Fungal infections are more frequent in patients who are immunocompromised. The emergence of resistant strains due to prophylaxis with a limited number of effective antifungals is concerning. Therefore, new antifungals are an unavoidable and critical medical need (
20). The main aim of this study is the survey of antifungal activity of two nanoparticles against the resistant clinical isolates of
C. parapsilosis. Based on the comparison of MICs of both Ag-NPs and Se-NPs with MICs of the selected clinically available antifungal agents, Ag-NPs showed better effects. Pure Ag-NPs showed antifungal effects at concentrations below 2 µg/mL, six-fold higher than FLC. The synergistic effect of the Ag-NPs and FLC showed 24-fold more antifungal activity than FLC alone.

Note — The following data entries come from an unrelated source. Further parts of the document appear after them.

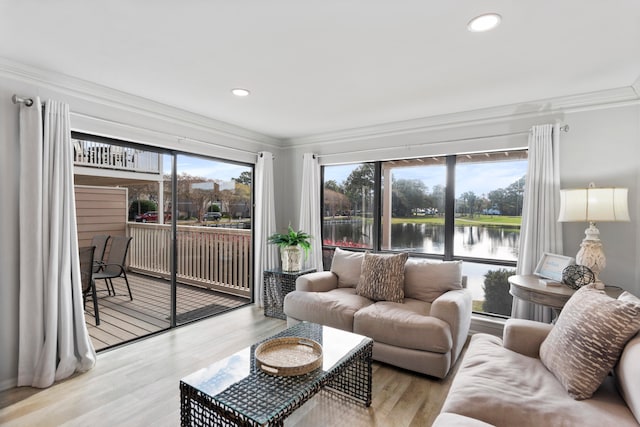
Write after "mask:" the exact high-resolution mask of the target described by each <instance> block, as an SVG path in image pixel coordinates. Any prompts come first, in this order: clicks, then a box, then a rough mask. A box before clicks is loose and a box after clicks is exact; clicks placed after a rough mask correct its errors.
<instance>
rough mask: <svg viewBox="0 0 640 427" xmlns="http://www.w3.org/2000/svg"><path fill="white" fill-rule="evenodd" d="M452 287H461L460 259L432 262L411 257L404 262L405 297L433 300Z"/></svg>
mask: <svg viewBox="0 0 640 427" xmlns="http://www.w3.org/2000/svg"><path fill="white" fill-rule="evenodd" d="M454 289H462V261H445V262H434V261H429V260H426V259H415V258H412V259H410V260H408V261H407V263H406V264H405V267H404V295H405V297H407V298H415V299H420V300H422V301H426V302H433V301H434V300H435V299H436V298H438V297H439V296H440V295H442V294H444V293H445V292H447V291H451V290H454Z"/></svg>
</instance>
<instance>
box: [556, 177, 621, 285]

The synergistic effect of ITC and AMB with the Ag-NPs showed an activity equal to 29- and 26-fold more than ITC and AMB respectively, based on the geometric mean. According to the current study, antifungal agents with even an insignificant amount of Se-NPs reveal higher antifungal activity against
resistant C. parapsilosis compared to the antifungal agents or Se-NPs alone. The Se-NPs inhibit the growth of these resistant fungi at very low concentrations. Current results represent a new approach for the development of the antifungal substances based on the silver and selenium compounds. The results show that the Ag-NPs had more activity than Se-NPs. Clinical prescription of nanoparticles needs more clinical trial reports (
1). To the best of our knowledge, it is the first report of an
in vitro antifungal activity of Ag-NP and Se-NP compounds against resistant clinical isolates of
C. parapsilosis that was performed following CLSI guidelines (M27-S4). Alimehr et al. (
18) compared the activity of Ag-NPs and fluconazole on fluconazole-resistant
C. albicans strains following the CLSI (M27-A3) protocol. Their findings revealed that Ag-NP inhibited 100% of the fluconazole-resistant
C. albicans growth in 1 - 2 µg/mL of concentrations. MIC range of fluconazole-resistant
C. albicans was 0.0313 µg/mL - 0.5 µg/mL Ag-NP combined with 8 µg/mL fluconazole, which was close to the results achieved in the present study (MIC range = 0.25 - 1). The difference could be caused by the behavioral discrepancy among
Candida species and protocols that had been used in the two studies. Falahati et al. (
21) reported 50% of
C. albicans isolated from patients had MIC ≤ 0.5 µg/mL when Ag-NP combined with fluconazole was used. They argued that suitable diagnosis of infection in the laboratory, using in vitro susceptibility tests and administration of topical formulations of Ag-NPs in combination with current drugs can be useful for treating vaginal candidiasis and preventing recurrence of the disease. Nasrollahi et al. (
22) demonstrated that Ag-NPs exhibited a potent antifungal activity toward
C. albicans as a model yeast strain, comparable to the MIC values of Amphotericin B and Fluconazole.
Wady et al. (
23) reported that the Ag-NP solution exhibited remarkable antifungal activity against
C. glabrata and
C. tropicalis, associated with several systemic and oral diseases.
Gajbhiye et al. (
24) showed
in vitro antifungal activity of fluconazole with Ag-NPs (as determined by the disk diffusion method). The diameters of inhibition zones for
C. albicans were measured and then the fold increase in the area was determined. The antifungal activity of fluconazole enhanced considerably in the presence of Ag-NPs. However, the method applied for the evaluation of antifungal activity in this study does not correspond correctly with our methods. Therefore, the results published by Gajbhiye et al. can be used only as a comparison of the antifungal activity of Ag-NPs against yeasts.
Gao et al. (
25) reported that antifungal activity of Ag-NPs was significantly better than fluconazole against ocular pathogenic fungi (
Fusarium sp,
Aspergillus sp, and
Alternaria alternata)
in vitro. Ge et al. (
26) presented that nanosilver is an effective antifungal agent against a wide spectrum of fungi. Our findings indicate that nanoparticles have antifungal activity against resistant isolates. Onychomycosis is a clinical fungal infection, treatment of which can be difficult with current antifungals. Double-blind randomized clinical trials are further suggested based on the results of this study, to confirm the efficacy of these agents in routine practice.